Nel corso di un intervento pubblico, ICS – Consorzio Italiano di Solidarietà ha acceso i riflettori sulla situazione nei magazzini del Porto Vecchio di Trieste, descrivendo un quadro che viene definito drammatico e non più sostenibile. Secondo quanto dichiarato dall’organizzazione, ogni giorno oltre 100 persone dormono al freddo, non per scelta ma perché, viene affermato, “abbandonate dalle istituzioni che dovrebbero prendersi cura”.
ICS parla apertamente di richiedenti asilo costretti ad attendere per mesi l’accesso alla prima accoglienza, nonostante un diritto che l’associazione sottolinea come previsto dalla normativa. Le persone, viene spiegato, arrivano dopo viaggi segnati da confini attraversati, violenze e respingimenti, con l’obiettivo di chiedere protezione.
Le accuse rivolte alle istituzioni
Nel suo intervento, ICS attribuisce precise responsabilità alle autorità competenti. L’organizzazione sostiene che la Questura di Trieste registrerebbe le domande “con settimane di ritardo” e che la Prefettura di Trieste non organizzerebbe “in modo adeguato la prima accoglienza e i trasferimenti verso altre città”.
Parole dure, che delineano una criticità sistemica e che chiamano in causa il funzionamento delle procedure. ICS insiste sul fatto che l’attesa prolungata si tradurrebbe in una permanenza forzata in condizioni estreme, aggravate dalle temperature invernali.
Condizioni di vita definite “miserevoli”
ICS descrive i magazzini come luoghi segnati da toppe improvvisate e immondizia, un contesto che l’associazione definisce “miserevole”. Nel racconto dell’organizzazione emerge anche un passaggio particolarmente doloroso: negli ultimi mesi sarebbero morte due persone tra quei capannoni.
Oltre ai decessi, ICS riferisce di numerosi casi di malattia, collegati alle condizioni ambientali e all’esposizione al freddo. “Facciamo in modo che ciò non accada più”, viene affermato durante l’intervento, trasformando la denuncia in un appello diretto alla città.
L’appello alla società civile
Davanti a quello che viene presentato come un vuoto di risposte istituzionali, ICS invoca una mobilitazione dal basso. L’associazione chiede coperte, sacchi a pelo, tende e vestiti, beni ritenuti essenziali per affrontare l’emergenza.
I materiali, viene spiegato, possono essere consegnati al Centro Diurno ICS di via Udine 19 oppure al punto di raccolta della Lucchetta di via Valdirivo 16/A. ICS invita anche a donazioni economiche con causale “accoglienza a migranti”, specificando che servirebbero per acquistare oggetti necessari ma difficili da reperire.
“Trieste non può girarsi dall’altra parte”
Il messaggio conclusivo dell’intervento assume i contorni di un monito civico.

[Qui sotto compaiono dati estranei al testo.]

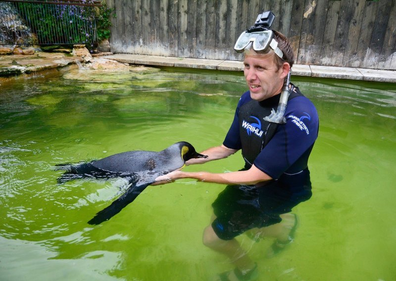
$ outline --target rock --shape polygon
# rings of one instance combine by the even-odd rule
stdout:
[[[86,65],[91,69],[116,69],[124,70],[128,69],[129,65],[125,65],[115,60],[107,59],[103,58],[95,58],[92,59],[91,63]]]
[[[73,49],[82,49],[85,47],[85,45],[83,44],[76,44],[75,45],[73,45]]]
[[[104,56],[104,55],[110,55],[111,54],[114,54],[113,53],[112,53],[111,52],[104,52],[104,53],[95,53],[95,54],[92,54],[92,57],[99,57],[99,56]]]
[[[12,50],[10,48],[0,47],[0,55],[11,54]]]
[[[12,54],[23,54],[23,50],[22,49],[22,48],[20,48],[19,47],[17,47],[15,48],[13,50],[12,50]]]
[[[24,67],[16,65],[0,67],[0,77],[17,75],[23,73],[24,71]]]
[[[53,50],[54,52],[60,52],[62,53],[70,53],[72,52],[72,50],[70,49],[55,49]]]
[[[24,49],[22,50],[22,54],[34,54],[34,50],[32,49]]]
[[[75,46],[77,45],[74,45]],[[83,48],[73,48],[72,51],[73,55],[81,57],[86,62],[90,61],[92,59],[92,56],[88,49],[84,47]]]
[[[61,48],[60,45],[51,45],[49,46],[42,46],[41,48],[43,49],[43,50],[44,51],[52,51],[52,50],[55,49],[59,49]]]
[[[102,40],[98,45],[98,50],[101,52],[106,52],[110,51],[110,43],[107,39]]]

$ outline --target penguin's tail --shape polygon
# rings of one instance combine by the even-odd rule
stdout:
[[[76,179],[82,179],[94,176],[98,170],[92,165],[92,162],[79,163],[77,164],[58,164],[55,165],[55,171],[66,171],[58,178],[58,184],[63,184]]]
[[[109,220],[119,213],[124,207],[135,200],[150,183],[136,186],[136,181],[128,189],[126,192],[121,195],[108,206],[98,212],[94,218],[88,222],[90,225],[99,225]]]

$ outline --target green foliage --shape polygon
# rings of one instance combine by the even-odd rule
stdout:
[[[106,6],[106,0],[102,0],[102,5],[96,16],[97,35],[99,41],[108,39],[110,37],[110,17],[115,17],[114,8],[109,9]]]
[[[26,2],[15,5],[39,44],[92,44],[110,36],[113,9],[107,8],[105,0],[101,4],[99,7]]]

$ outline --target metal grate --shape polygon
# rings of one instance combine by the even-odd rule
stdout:
[[[97,43],[97,0],[0,0],[0,44]]]

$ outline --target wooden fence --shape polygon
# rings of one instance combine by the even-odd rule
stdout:
[[[257,15],[288,37],[296,62],[396,69],[396,0],[107,0],[116,53],[240,60]]]

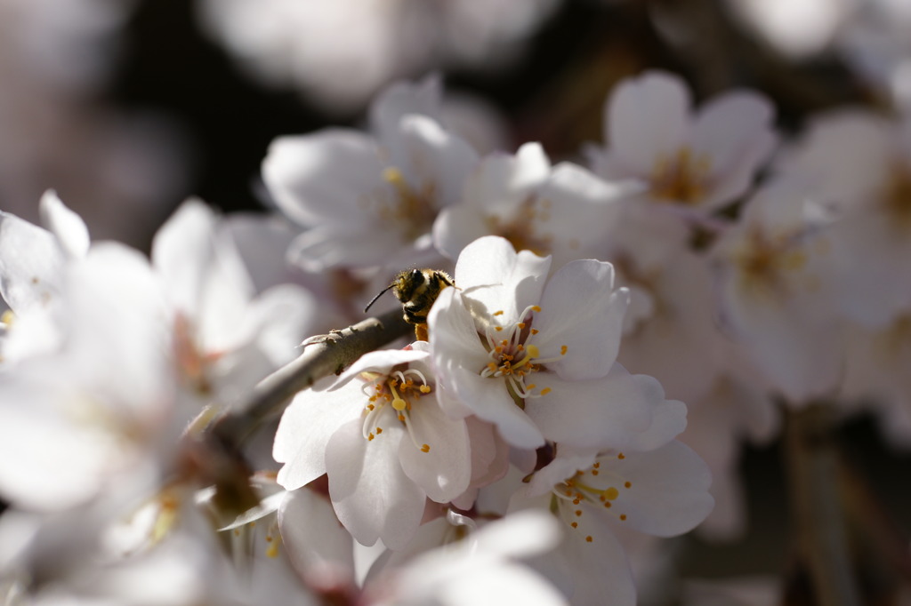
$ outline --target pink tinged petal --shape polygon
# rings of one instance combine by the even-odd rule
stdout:
[[[626,550],[600,508],[581,507],[578,517],[575,508],[560,508],[565,537],[552,556],[561,558],[571,574],[572,603],[635,606],[636,583]],[[570,526],[573,521],[576,528]]]
[[[613,283],[613,267],[592,259],[568,263],[548,282],[532,342],[542,359],[557,359],[546,364],[561,379],[604,377],[617,359],[630,294]]]
[[[661,155],[685,143],[690,91],[676,76],[647,72],[618,86],[607,106],[605,138],[628,167],[628,175],[649,175]]]
[[[395,425],[384,429],[368,440],[360,419],[342,426],[326,447],[326,472],[335,513],[352,536],[394,550],[415,535],[425,496],[399,464],[399,442],[408,437]]]
[[[53,189],[45,192],[38,207],[41,224],[56,237],[60,247],[70,258],[85,257],[88,252],[88,227],[82,217],[67,208]]]
[[[45,308],[58,297],[64,262],[49,232],[0,213],[0,295],[14,312]]]
[[[352,538],[328,499],[308,489],[288,492],[279,508],[279,529],[288,557],[305,578],[354,582]]]
[[[538,389],[525,411],[549,440],[575,448],[625,448],[647,430],[664,392],[654,379],[633,376],[619,365],[607,377],[566,381],[555,375],[534,375]],[[650,379],[650,380],[648,380]]]
[[[366,226],[365,201],[381,192],[392,195],[384,167],[373,137],[329,128],[275,139],[262,178],[279,208],[302,225]]]
[[[480,237],[465,247],[456,262],[456,286],[471,299],[477,314],[503,311],[507,321],[540,300],[550,258],[527,250],[518,254],[508,240]]]
[[[357,383],[331,394],[311,389],[295,396],[281,415],[272,447],[272,457],[284,463],[279,470],[279,484],[293,490],[325,473],[330,438],[345,423],[359,419],[366,404]]]
[[[496,425],[511,445],[528,449],[541,446],[544,437],[509,397],[504,379],[481,377],[488,357],[463,301],[458,290],[446,288],[427,319],[431,356],[446,398],[457,399],[480,419]]]
[[[728,93],[701,109],[692,146],[710,162],[711,190],[703,207],[716,208],[747,190],[777,142],[773,118],[769,100],[748,91]]]
[[[399,460],[431,500],[445,503],[464,492],[471,480],[468,430],[464,420],[446,417],[433,399],[431,395],[413,402],[409,422],[417,444],[407,436],[402,439]]]
[[[619,486],[610,510],[625,514],[625,523],[659,537],[692,530],[705,520],[715,501],[709,494],[711,473],[692,449],[674,440],[647,452],[627,452],[624,459],[602,457],[601,470],[629,482]]]

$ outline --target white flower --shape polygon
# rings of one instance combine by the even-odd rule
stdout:
[[[558,540],[559,529],[547,514],[512,514],[399,569],[385,568],[382,575],[368,581],[365,601],[375,606],[565,604],[566,600],[541,575],[515,561],[553,549]]]
[[[517,250],[552,255],[554,264],[588,255],[603,240],[619,198],[638,187],[615,186],[569,162],[556,167],[541,146],[485,157],[458,204],[434,224],[434,244],[450,258],[482,236],[502,236]]]
[[[403,96],[377,100],[376,138],[330,128],[272,142],[263,179],[279,207],[307,227],[289,252],[292,260],[314,269],[398,269],[433,252],[434,220],[458,199],[477,155],[415,113],[425,111],[420,99]]]
[[[181,205],[158,231],[152,262],[172,306],[186,391],[204,403],[243,402],[293,358],[314,323],[315,302],[302,288],[256,293],[226,223],[199,200]]]
[[[691,530],[713,506],[705,463],[677,440],[650,449],[591,451],[558,449],[517,494],[511,509],[548,509],[564,523],[564,540],[537,568],[568,575],[573,603],[636,603],[627,556],[612,530],[629,527],[671,537]]]
[[[466,423],[440,408],[423,347],[366,354],[332,390],[301,392],[275,436],[279,483],[294,490],[328,474],[339,520],[364,545],[401,549],[425,500],[447,502],[471,479]]]
[[[58,277],[60,347],[0,376],[0,492],[66,509],[173,455],[167,308],[148,260],[93,246]]]
[[[615,364],[628,293],[608,263],[572,261],[545,283],[549,267],[495,236],[462,251],[428,318],[441,395],[518,448],[622,447],[664,396]]]
[[[645,199],[704,216],[743,194],[776,136],[773,110],[757,93],[729,92],[693,116],[676,76],[646,72],[620,83],[605,106],[604,149],[592,169],[611,180],[640,178]]]
[[[814,193],[793,180],[773,183],[711,251],[726,328],[797,405],[835,388],[844,356],[831,238]]]
[[[787,152],[779,171],[812,184],[837,217],[828,237],[835,302],[884,328],[911,308],[911,117],[823,115]]]

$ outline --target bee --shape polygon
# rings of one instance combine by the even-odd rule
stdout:
[[[392,283],[373,298],[363,312],[376,302],[387,290],[392,290],[395,298],[402,302],[404,321],[415,325],[415,336],[419,341],[427,340],[427,314],[430,308],[446,287],[455,287],[453,278],[438,269],[406,269],[399,272]]]

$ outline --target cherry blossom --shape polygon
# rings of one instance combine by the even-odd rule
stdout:
[[[328,474],[339,520],[365,545],[401,549],[425,500],[447,502],[471,479],[466,422],[440,408],[425,347],[364,355],[330,390],[299,394],[276,433],[279,483]]]
[[[691,106],[676,76],[646,72],[623,81],[605,106],[609,143],[589,150],[592,169],[608,179],[641,179],[645,200],[693,216],[732,202],[774,146],[773,109],[751,91],[725,93],[695,115]]]

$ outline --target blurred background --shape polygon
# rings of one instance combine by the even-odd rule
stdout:
[[[901,111],[911,2],[0,0],[0,209],[36,221],[55,188],[94,239],[148,250],[187,197],[267,208],[275,136],[362,126],[378,90],[433,72],[476,145],[574,159],[603,140],[612,86],[648,68],[682,76],[697,102],[758,89],[785,134],[826,108]],[[837,438],[906,561],[911,454],[868,417]],[[744,445],[746,533],[682,539],[688,576],[786,577],[780,450]]]

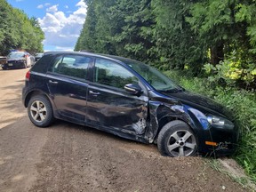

ICS afferma che, se “le istituzioni si girano dall’altra parte”, sarà la società civile solidale a intervenire per “far rispettare le leggi” e restituire dignità a tutte e a tutti.
Un appello che intreccia diritti, accoglienza e responsabilità collettiva, rilanciando il tema dell’emergenza umanitaria nel cuore della città.